Introduction.

Problem to be addressed here is to find a continuous, collision free path to bring a robot from an initial configuration to a goal configuration by implementing a path planning system.

Robot Specifications:

  • Type of Robot model: Differential Drive.
  • With radius of wheels as 'r' and distance between wheels is 'L'.

  • Type of Motion model: Non - Holonomic.
  • Differential constraints for the Non-Holonomic robot model:

  • Type of Environment: 2-D with polygonal obstacles.
  • Collision Detection method: Used Shapely collision detection library.
  • The motion planning algorithm used: Rapidly exploring Random Tree (RRT).

Code Description

RRT Non Holonomic Generator:

def nearest(pt, randpt):

  • Parameters: List of tuples which are Points and a tuple which is a randomly generated point.
  • Finds the nearest point to "randpt" among the set of points and returns it.
  • Returns: A tuple which is point nearest to "randpt".

Main Method:

This part of the code does the Main part of the algorithm of Building RRT, finding shortest path from intial to goal configuration. Also plotting the environment with the shortest part found.

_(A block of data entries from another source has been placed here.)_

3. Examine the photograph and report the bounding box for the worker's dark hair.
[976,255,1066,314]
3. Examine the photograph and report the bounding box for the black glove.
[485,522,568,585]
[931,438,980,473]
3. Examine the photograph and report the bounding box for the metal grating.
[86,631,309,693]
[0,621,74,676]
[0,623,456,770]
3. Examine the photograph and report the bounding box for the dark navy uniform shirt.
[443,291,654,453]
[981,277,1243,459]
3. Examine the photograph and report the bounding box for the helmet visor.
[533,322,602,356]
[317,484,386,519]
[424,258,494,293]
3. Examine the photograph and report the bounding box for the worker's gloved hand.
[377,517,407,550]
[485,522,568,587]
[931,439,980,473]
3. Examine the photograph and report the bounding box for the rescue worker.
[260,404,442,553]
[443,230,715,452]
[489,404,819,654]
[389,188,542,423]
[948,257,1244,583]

Runge - Kutta 4th order calculation:

def __init__(self,pt,ul,ur):

  • Parameters: Point 'pt', Left wheel velocity 'ul', Right wheel velocity 'ur'.
  • Initialization of step size, epsilon, radius of wheel, length of axel with above parameters is done in this method.
  • Returns: None.

def function(self,left_vel,right_vel,q_theta):

  • Parameters: Left wheel velocity 'left_vel', Right wheel velocity 'right_vel', Theta value 'q_theta'.
  • This is a function to compute the state transition equations of differential drive.
  • Returns: An array consisting of x_dot, y_dot and theta_dot computed values.

def calculate(self,left_vel,right_vel):

  • Parameters: Left wheel velocity 'left_vel', Right wheel velocity 'right_vel'.
  • This is the main function in which Runge - Kutta 4th order calculation is done.
  • Returns: A tuple consisting of point obtained after integration.

def runge_kutta(self):

  • Parameters: None.
  • It calls the calculate method for three diffrent motions straight, left, right.
  • Returns: An array of three tuples each corresponding to a motion as above.

Graph Datastructure:

Class Vertex: def __init__(self,name,point):

  • Parameters: Name of the vertex and the point.
  • Used to create a vertex by giving it a name and storing its point as a tuple.
  • Returns: None.

def addEdge(self,srcpoint,destpoint):

  • Parameters: Source point, destination point.
  • Adds an edge from the source point to the destination point to the graph.
  • Returns: None.

def shortestPath(self, startPoint):

  • Parameters: Source point.
  • Updates the vertexmap dictionary with the shortest path from source to every other vertex.
  • Returns: None.

def printShortPath(self,destpoint):

  • Parameters: Destination point.
  • Starts from the destination point and backtracks to find the shortest adjacent vertices to reach source vertex.
  • Returns: An array of tuples which represent the shortest path.

Results

Information about the figures:

  • Voilet square as shown in the environment refers to the initial configuration.
  • Goal configuration is represented by a voilet circle.
  • Lines in light blue color represent the RRT generated
  • Lines in green color represents the continuous, collision free path obtained from initial to goal configuration.
  • Other voilet polygons are the obstacles in the environment.

Robot with initial orientation as 10 degrees.

For 1000 random points, path not found.

For 10000 random points, path found.

For 20000 random points, better path found.

Robot with initial orientation as 90 degrees.

For 10000 random points, shortest possible path found.